O Sistema Único de Saúde (SUS) ampliou a oferta de cirurgias oftalmológicas que ajudam a preservar a saúde ocular e a evitar o agravamento de doenças que podem comprometer a visão. Entre 2022 e 2025, o número de procedimentos realizados na rede pública passou de 3 milhões para 4,9 milhões, um crescimento de 62,3%.
A oftalmologia está entre as áreas prioritárias do programa Agora Tem Especialistas, iniciativa do Ministério da Saúde voltada à ampliação do acesso a consultas, exames, cirurgias e outros procedimentos especializados em áreas de maior demanda do SUS. O avanço alcança as cinco regiões do país e inclui procedimentos para tratamento de catarata, doenças da retina e glaucoma, que têm impacto direto na qualidade de vida dos pacientes ao prevenir a perda da visão e permitir que milhares de brasileiros retomem as atividades do dia a dia com mais segurança, autonomia e independência.
“Estamos ampliando o acesso a cirurgias que transformam a vida das pessoas. Quando reduzimos a espera por procedimentos como os de catarata, glaucoma e retina, devolvemos qualidade de vida, autonomia e capacidade funcional, especialmente para a população idosa”, afirma o ministro da Saúde, Alexandre Padilha.
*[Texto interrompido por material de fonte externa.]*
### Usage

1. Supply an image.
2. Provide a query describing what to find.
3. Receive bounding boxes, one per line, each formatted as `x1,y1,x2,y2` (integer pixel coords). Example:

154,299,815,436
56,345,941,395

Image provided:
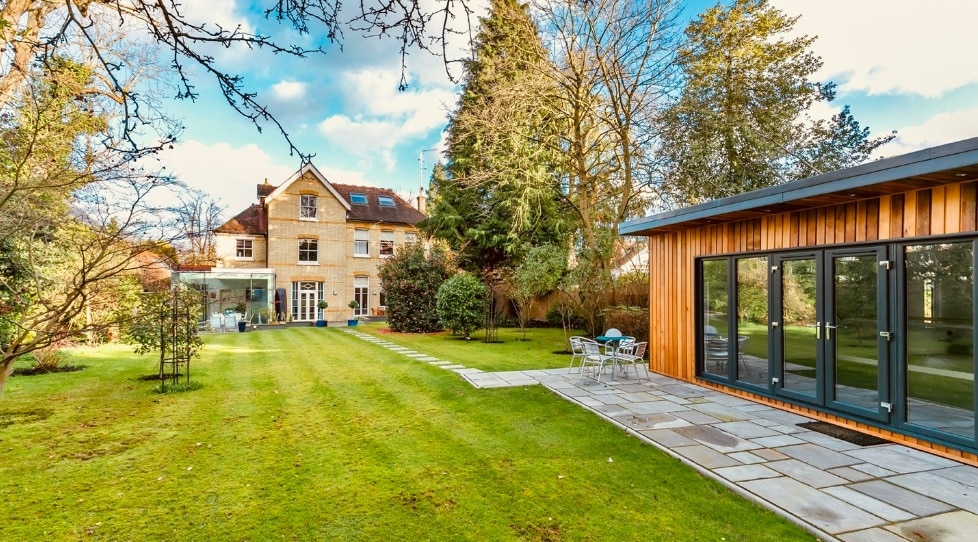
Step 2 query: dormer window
299,195,317,220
Mais acesso em todas as regiões
A ampliação das cirurgias oftalmológicas alcançou todas as regiões do país. O Sudeste concentrou os maiores volumes de procedimentos realizados pelo SUS. Em 2025, São Paulo realizou 561 mil cirurgias, Minas Gerais, 284 mil, e o Rio de Janeiro, 204 mil.
No Sul, a oferta também avançou nos três estados. Santa Catarina passou de 72 mil procedimentos, em 2022, para 147 mil em 2025. No mesmo período, o Paraná alcançou 169 mil cirurgias e o Rio Grande do Sul, 125 mil.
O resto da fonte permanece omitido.